Tanya was inspired by the success of other Top Chef cheftestants, such as Brooke and Richard Blais (Season 4, Season 8), who encouraged her to audition. "They said it's a great opportunity, it's a game changer," she said.
And when Tanya got the call offering her a spot on Season 15? She turned it down. "I was like, I just don't think I can do this right now, I just feel like it's a step backwards," she admitted.
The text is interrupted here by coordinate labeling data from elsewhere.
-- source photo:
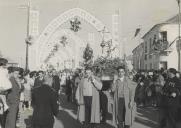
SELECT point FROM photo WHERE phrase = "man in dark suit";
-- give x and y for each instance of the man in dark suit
(13, 98)
(39, 79)
(56, 81)
(44, 103)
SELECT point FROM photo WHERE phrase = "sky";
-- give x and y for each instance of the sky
(133, 14)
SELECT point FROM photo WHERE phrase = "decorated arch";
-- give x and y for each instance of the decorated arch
(43, 43)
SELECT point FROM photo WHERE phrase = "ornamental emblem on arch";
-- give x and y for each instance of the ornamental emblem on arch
(75, 25)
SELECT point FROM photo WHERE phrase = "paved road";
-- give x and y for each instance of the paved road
(146, 117)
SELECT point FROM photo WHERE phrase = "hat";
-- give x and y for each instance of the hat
(172, 70)
(3, 61)
(47, 80)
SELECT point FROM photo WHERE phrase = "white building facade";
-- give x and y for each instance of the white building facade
(138, 57)
(159, 48)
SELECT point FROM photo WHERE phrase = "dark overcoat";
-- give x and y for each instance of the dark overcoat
(44, 102)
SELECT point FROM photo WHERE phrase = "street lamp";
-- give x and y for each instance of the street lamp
(28, 39)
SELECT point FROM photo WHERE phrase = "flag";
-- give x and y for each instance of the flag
(137, 31)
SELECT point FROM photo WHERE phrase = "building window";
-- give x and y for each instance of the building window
(163, 35)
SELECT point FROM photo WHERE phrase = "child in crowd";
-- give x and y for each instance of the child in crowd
(5, 83)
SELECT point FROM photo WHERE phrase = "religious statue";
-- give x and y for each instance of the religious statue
(88, 54)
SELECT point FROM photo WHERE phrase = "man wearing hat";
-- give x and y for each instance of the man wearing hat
(44, 103)
(171, 92)
(124, 105)
(13, 98)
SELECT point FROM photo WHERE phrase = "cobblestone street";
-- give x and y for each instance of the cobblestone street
(146, 117)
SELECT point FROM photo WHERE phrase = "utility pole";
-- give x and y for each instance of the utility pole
(179, 39)
(28, 38)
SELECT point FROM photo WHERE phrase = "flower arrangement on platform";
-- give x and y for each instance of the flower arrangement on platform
(108, 66)
(88, 56)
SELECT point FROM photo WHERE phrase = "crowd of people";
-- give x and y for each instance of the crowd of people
(161, 89)
(39, 91)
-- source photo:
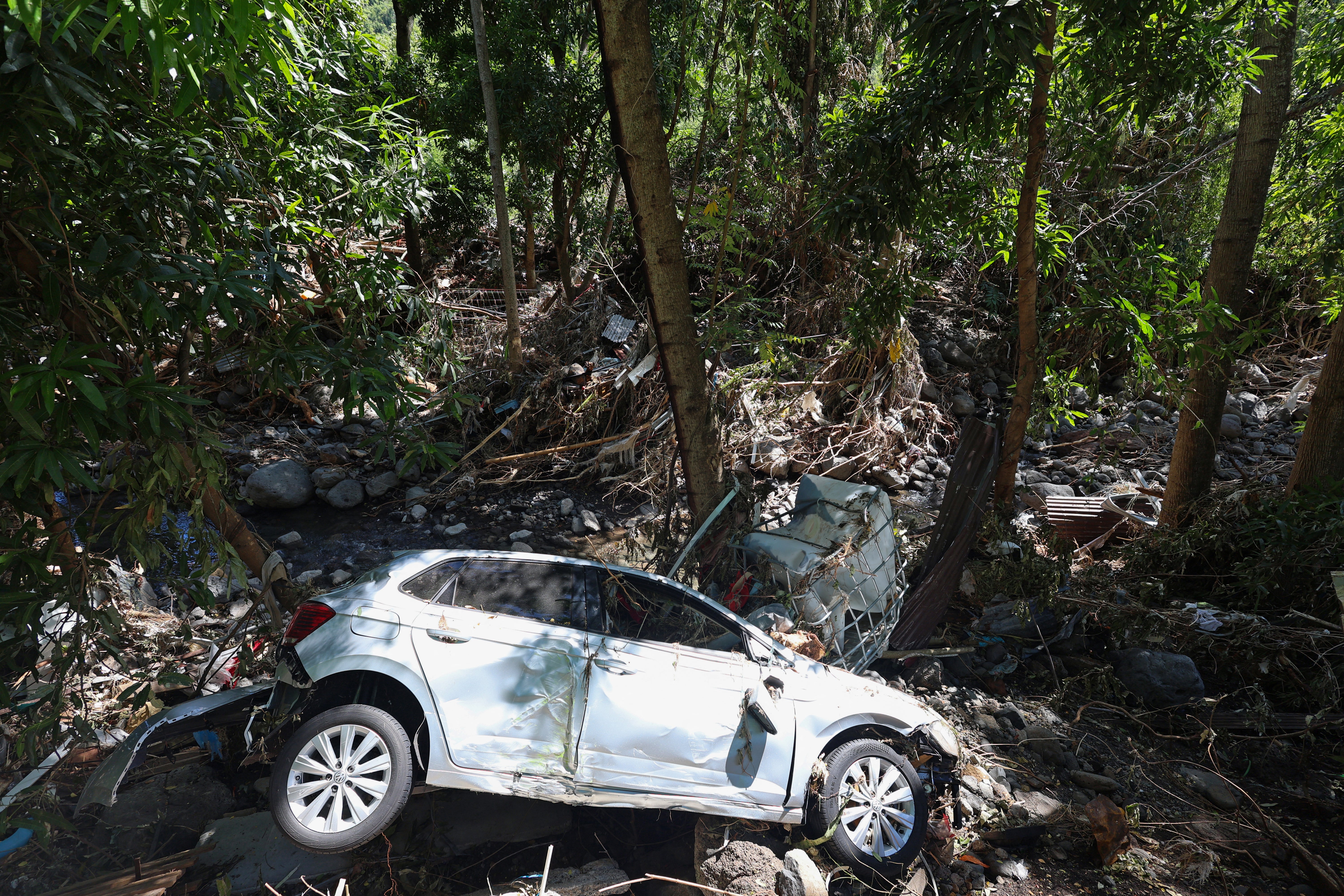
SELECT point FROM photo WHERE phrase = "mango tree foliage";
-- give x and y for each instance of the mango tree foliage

But after talking to her agent, some of her staff, and Brooke, she changed her mind. "I just decided to go for it."
Similarly, four years ago Fatima Ali had a Top Chef casting director ask her to audition and initially refused. "I declined that year because I thought I was way too young and I didn't have the kind of experience that I knew was necessary to be on the show," she recounted. "And then fast forward to last year, I actually had the same casting director reach out and this time I accepted and i went through the whole audition process because I knew I was much more comfortable in my cooking style and I had a much more direct point of view when it came to my food, which I didn't have back then."
Fatima, now 28, won on Chopped when she was just 21, which garnered a lot of media attention. "I think because of all the media presence that was already there and the fact that I was age-appropriate and had a decent resume, I think all those things just kind of clicked," she said.
As this season's youngest competitor, Fatima did not consult with any former cheftestants before or after auditioning. "I know no one personally who's ever been on Top Chef, so I was just going into this completely blind basically, just understanding that I had to go into it my absolute best," she explained. "I just really wanted to make sure I stood up against all the other fantastic chefs that I knew would be competing."